This article will show you how to use Conversation grouping in Outlook 2003 and 2007

Arranging Your Outlook
E-mail list by Conversation Threads

Apr 29, 2009

The ability to Sort, Arrange, and Group items in Outlook’s list views is a powerful tool in Outlook. One of the most useful of these, and probably least used, is arranging e-mail by Conversation, a feature similar to how Gmail works. Let’s talk about that for Outlook 2003 and 2007 (earlier versions of Outlook have different choices that are not covered here). But first let’s cover some background on using Outlook grouping and arrangements.

Probably familiar to all users of Outlook 2003 and 2007 is the Inbox default “arrangement” where mail is grouped by Date (by the Received Column) around groups like Today, Yesterday, a day name like Sunday, or groups of weeks or months. This arrangement is a nice feature that nearly everyone likes. You probably know you can change that grouping if you like as well. For example click on the From column and all the mail groups around sender. Or click on the Subject column and the mail groups around subject titles.  To get the original date grouping back, just click on the Received column in the Inbox list view.

Now getting back to grouping by Conversation. Doing so creates a conversation grouping similar to how Gmail groups its mail, with indented replies and collapsible groups. This can be very useful and it is a shame that it is so hidden in Outlook. So how do you display Conversation grouping in Outlook? You cannot create that arrangement by simply clicking a column heading like you can for grouping on the Received or From columns. Rather you must go to the View menu, then the Arrange By sub-menu, and then choose Conversation. You will then see mail grouped by Subject, and you will see conversation replies indented as shown below. 

Conversation View

And again, to exit back to your “normal” date view, just click once on the Received column header.

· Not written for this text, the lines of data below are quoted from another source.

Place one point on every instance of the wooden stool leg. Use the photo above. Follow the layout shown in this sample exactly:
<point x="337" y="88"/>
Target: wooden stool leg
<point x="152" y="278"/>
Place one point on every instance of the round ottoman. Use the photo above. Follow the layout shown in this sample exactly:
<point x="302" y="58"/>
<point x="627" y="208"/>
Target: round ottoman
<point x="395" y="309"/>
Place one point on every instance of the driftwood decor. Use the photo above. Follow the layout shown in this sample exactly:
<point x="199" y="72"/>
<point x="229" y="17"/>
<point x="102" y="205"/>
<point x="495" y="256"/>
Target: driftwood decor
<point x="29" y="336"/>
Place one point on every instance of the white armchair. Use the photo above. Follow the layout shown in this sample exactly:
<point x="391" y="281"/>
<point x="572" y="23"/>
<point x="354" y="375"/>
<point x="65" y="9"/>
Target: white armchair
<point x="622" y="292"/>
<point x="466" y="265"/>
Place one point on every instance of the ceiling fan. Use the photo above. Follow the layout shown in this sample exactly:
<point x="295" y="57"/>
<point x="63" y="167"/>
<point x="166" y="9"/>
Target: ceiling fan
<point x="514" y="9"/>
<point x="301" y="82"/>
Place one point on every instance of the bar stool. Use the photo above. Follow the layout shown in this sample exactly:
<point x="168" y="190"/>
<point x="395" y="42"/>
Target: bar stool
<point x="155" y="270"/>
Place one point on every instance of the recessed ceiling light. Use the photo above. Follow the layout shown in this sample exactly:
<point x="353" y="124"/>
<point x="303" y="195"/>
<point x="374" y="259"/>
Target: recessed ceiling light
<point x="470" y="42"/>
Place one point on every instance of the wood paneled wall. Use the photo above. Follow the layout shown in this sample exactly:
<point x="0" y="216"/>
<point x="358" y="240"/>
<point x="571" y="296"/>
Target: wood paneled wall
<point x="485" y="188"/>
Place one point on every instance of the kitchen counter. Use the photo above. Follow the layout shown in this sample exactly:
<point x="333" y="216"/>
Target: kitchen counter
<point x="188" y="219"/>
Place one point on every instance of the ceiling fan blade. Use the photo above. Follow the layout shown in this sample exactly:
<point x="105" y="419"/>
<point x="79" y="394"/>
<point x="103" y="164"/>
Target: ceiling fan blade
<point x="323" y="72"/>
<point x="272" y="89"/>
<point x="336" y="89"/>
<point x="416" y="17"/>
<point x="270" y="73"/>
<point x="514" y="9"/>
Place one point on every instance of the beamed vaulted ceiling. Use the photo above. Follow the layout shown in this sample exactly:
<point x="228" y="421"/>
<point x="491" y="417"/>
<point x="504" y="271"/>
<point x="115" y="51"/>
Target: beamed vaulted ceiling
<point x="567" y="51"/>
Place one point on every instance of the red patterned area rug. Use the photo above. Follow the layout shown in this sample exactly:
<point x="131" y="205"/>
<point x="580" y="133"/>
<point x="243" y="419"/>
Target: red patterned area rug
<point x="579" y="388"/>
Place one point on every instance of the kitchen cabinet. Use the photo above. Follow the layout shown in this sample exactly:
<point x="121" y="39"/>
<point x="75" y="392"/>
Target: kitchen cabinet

Note: arranging by conversation is NOT the same as arranging by Subject; it may appear to be the same because in Outlook’s version of conversation grouping, all mail with the same subject will also all sort into the same conversation group even though it is not part of the same conversation (this grouping can seem odd at first). But the difference from mere Subject grouping is the cascading indented replies in your mail list; this is something typical of true conversation thread displays as often seen in forums and other places. If you have followed the instructions above but do not see the indents, your mail groups are probably not replies to replies, but just mail with the same subject text.

Why might you want to arrange by conversation thread? Well, say there is a long ongoing set of e-mail replies to the same original e-mail, and they are scattered throughout your Inbox. You may want to read the whole chain of replies at once without hunting through the mail list. By temporarily arranging your Inbox by conversation, you can easily see that mail together, and by noting the indents you can easily follow the logic of the replies. This is especially useful if a number of people are involved and they are replying (sometimes late) at various points in the chain; the reply indenting helps show where their replies fit in. It also allows a way to collapse and hide specific “noisy” conversations, so you can see your other mail more clearly.

But there is a slight gotcha in how Outlook collapses conversations that some of you may not like. When grouping lists like e-mail, Outlook normally puts a plus or minus sign at the top left of each group, and allows collapsing and expanding of each entire group. However, when using the Conversation arrangement, the plus-minus sign is replaced by a little up or down arrow, and clicking that causes only a partial collapse; I say “partial” because it leaves visible all unread messages in the conversation.  There is a good reason for this. If new mail comes into a collapsed conversation view, you might miss it otherwise. But some users may feel this feature is unfortunate since you cannot collapse the entire conversation easily if you purposely leave a lot of its mail unread.

This is especially frustrating in a large Inbox or folder. Say you get and save large groups of unread list server type mail that you may want to collapse so you can scroll quickly by; well since these groups of unread mail cannot be collapsed, scrolling is now painful. I have found no way to change this Outlook default behavior, but note you can easily mark the entire group as read this way: right-click the group header and choose Mark as Read from the shortcut menu. You can then collapse the whole group, so this is a bit of a workaround.

One tip about conversations: if you think you will be viewing them within your Processed Mail folder you may want to follow the procedure on page 245 of the second edition where I have you auto-create a copy of all sent mail in your Processed Mail folder. Among other advantages, this allows you to see your own replies in a conversation thread.

One other tip regarding grouping in general in Outlook: In Outlook 2003 and 2007, if you group by something other than Date, say by Categories, or even Conversation, you can then sort within that group by holding down the Shift key and clicking one of the other columns. Doing so sorts on that column and leaves the top level grouping intact; this is a good feature. You can detect this sub-sort by noting the faint up or down arrows added next to each column head name.  Careful doing this though; each time you Shift-click, you don’t replace the previous sub-sort, but rather you add another level of sub-sorting (note the multiple faint arrows). To get rid of such multi-level sub-sorting you need to click one of the columns without the Shift key.

One more tip: did you see the Show In Groups item at the bottom of the View, Arrange By menu? Clear the check next to it and see what happens… the Inbox is merely sorted, not grouped. I suspect you always want groups, so make sure Show In Groups is always set.